Além do aspecto emocional, a viabilização financeira também exigiu esforço. A professora se envolveu com a elaboração de um projeto cultural e conseguiu aprová-lo em um edital, garantindo recursos para a impressão da obra.  

A obra contou com a colaboração de pesquisadores, professores e estudantes, entre eles nomes ligados ao Programa de Pós-Graduação em Educação da Unisinos. Participaram da escrita: 

Luciane Sgarbi Grazziotin, Alexandre Ferraz da Conceição, Maria Luiza Adoryan Machado, Gabriele Milena Junges, Larisa da Veiga Vieira Bandeira, Luciane Bresciani Lopes, Kauã Lucas Drunn, Gabriela Schwengber, Marcos Hinterholz, Fabiano Júnior Reckziegel da Conceição, Tainá Martins de Barros, Letícia da Silva, Thauan de Paula Fonseca, Camila da Rosa, Carlos Gilberto Pereira Dias, Carine Menna Barreto, Rafaela Limberger, Luana Eduarda Schmitt da Silva, Lucas Costa Grimaldi, Ricardo Figueiró Cruz, Igor Ivan Pacheco de Araújo, Eduardo Cristiano Hass da Silva, Marisa Fernanda da Silva Bueno, Eduardo Brandão da Rosa, Rosane Sasset e Helen da Silva Silveira. 

O projeto ultrapassou os limites da sala de aula e se transformou em uma experiência transformadora para Rafaela e para todos os envolvidos. “Este livro mudou a minha vida. Ele reafirmou o tipo de profissional que eu sou: uma professora que escuta seus estudantes e os respeita. A ciência só faz sentido se puder transformar vidas, e esse projeto é um exemplo disso”, afirma. 

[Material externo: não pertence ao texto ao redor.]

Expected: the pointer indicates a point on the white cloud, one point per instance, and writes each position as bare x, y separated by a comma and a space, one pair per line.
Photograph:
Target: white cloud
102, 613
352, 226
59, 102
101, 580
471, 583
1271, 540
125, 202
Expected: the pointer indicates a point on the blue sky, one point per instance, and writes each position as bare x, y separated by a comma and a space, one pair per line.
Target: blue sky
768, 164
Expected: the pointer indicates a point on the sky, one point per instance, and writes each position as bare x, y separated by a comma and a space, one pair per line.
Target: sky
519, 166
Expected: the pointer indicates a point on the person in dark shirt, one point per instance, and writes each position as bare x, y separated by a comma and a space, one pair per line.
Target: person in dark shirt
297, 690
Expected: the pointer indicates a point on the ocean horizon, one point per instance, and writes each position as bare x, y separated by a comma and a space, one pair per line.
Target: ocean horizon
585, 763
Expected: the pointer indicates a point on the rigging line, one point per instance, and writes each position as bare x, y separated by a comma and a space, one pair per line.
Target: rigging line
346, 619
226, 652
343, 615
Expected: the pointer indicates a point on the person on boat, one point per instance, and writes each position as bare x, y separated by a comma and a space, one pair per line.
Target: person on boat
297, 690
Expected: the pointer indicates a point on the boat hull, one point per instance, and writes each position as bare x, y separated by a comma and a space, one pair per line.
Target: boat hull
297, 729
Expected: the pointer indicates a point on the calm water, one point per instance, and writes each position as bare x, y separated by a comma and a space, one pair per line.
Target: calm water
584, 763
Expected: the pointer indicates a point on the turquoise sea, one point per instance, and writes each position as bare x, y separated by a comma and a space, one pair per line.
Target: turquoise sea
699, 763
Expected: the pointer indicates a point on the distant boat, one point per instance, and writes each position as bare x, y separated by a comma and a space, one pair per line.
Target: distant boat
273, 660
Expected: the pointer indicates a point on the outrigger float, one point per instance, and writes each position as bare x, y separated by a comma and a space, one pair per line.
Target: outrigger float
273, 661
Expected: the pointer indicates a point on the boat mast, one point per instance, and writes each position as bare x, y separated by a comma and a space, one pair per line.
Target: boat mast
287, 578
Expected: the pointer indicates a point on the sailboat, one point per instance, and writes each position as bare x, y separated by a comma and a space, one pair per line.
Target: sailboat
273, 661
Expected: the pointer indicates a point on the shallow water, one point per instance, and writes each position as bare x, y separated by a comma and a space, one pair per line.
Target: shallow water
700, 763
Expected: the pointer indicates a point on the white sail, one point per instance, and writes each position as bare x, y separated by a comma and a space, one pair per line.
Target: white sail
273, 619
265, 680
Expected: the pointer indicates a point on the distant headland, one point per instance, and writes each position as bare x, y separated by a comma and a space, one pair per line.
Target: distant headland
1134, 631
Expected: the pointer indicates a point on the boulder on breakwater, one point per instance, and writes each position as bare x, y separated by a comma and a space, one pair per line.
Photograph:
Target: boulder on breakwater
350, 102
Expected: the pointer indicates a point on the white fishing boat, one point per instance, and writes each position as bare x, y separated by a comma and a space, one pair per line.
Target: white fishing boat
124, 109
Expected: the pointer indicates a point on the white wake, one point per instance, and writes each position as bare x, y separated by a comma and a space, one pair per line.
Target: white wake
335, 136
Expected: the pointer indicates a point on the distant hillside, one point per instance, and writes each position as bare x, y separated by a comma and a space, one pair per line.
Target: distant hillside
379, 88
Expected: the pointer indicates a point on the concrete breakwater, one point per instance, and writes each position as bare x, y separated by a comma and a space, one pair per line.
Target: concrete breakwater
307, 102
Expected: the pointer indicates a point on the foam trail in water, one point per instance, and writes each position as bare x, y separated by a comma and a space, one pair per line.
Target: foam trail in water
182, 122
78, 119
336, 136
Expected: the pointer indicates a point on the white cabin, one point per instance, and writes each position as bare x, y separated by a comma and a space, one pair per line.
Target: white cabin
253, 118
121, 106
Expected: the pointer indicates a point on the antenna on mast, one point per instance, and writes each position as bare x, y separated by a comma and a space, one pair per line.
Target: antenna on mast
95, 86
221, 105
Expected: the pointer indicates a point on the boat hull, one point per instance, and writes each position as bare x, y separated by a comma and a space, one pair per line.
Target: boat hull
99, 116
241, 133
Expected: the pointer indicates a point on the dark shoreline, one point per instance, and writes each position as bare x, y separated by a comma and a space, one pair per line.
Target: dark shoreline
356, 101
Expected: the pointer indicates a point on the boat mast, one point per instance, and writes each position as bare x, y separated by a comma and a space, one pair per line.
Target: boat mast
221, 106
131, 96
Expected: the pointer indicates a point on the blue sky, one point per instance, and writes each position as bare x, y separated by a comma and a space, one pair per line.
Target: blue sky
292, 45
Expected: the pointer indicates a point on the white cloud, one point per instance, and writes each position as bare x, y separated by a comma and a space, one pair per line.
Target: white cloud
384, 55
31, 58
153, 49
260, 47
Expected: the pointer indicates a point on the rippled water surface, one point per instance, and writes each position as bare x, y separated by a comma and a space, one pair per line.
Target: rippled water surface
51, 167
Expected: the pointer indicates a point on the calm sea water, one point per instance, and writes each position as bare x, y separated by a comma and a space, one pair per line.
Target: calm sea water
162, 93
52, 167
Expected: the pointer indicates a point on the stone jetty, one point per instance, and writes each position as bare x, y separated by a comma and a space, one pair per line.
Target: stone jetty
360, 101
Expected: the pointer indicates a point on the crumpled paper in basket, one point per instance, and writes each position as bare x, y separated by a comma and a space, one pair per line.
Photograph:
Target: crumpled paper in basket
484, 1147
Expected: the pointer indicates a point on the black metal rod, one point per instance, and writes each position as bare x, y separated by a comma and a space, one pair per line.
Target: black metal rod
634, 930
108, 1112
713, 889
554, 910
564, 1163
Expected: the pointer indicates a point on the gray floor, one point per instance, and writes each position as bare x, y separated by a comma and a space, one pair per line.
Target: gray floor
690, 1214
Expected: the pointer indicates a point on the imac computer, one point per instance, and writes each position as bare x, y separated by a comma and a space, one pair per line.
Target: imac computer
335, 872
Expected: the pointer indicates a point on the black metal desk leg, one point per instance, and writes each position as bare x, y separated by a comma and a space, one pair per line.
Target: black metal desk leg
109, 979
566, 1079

A obra também projetou novos caminhos profissionais para a doutoranda, que foi convidada a dar entrevistas em jornais, participar de programas de rádio e realizar formações para educadores. “Fui recebida pela Secretária de Estado do Rio Grande do Sul para entregar um exemplar e participarei, em novembro, de um evento acadêmico na Universidade de Santa Cruz do Sul. Esse projeto abriu portas até mesmo para a produção de um minidocumentário”, conta. 

O livro é apenas o início. Em novembro, será lançado um minidocumentário sobre o processo de criação da obra e as memórias da comunidade. Para 2026, Rafaela planeja captar recursos para uma exposição itinerante em escolas atingidas pelas enchentes e produzir um documentário mais amplo. 

Paralelamente, ela segue com seu doutorado sanduíche na Universidade de Valladolid, na Espanha, e planeja seguir carreira acadêmica como docente universitária, articulando ciência e comunidade. 

Crédito: Arquivo pessoal

Mais do que narrar a história de uma escola do interior gaúcho, o livro destaca o poder dos relatos orais e da memória coletiva diante da destruição. “Sem memória, não há identidade. Este livro nasceu do compromisso com a preservação histórica e do reconhecimento de que a memória é um patrimônio imaterial que precisa ser protegido”, ressalta Rafaela. 

A obra também contribui para o enfrentamento dos impactos psicológicos e sociais causados pelas enchentes. “Ela ajuda a processar coletivamente a dor e a construir novas formas de pertencimento e ressignificação”, conclui.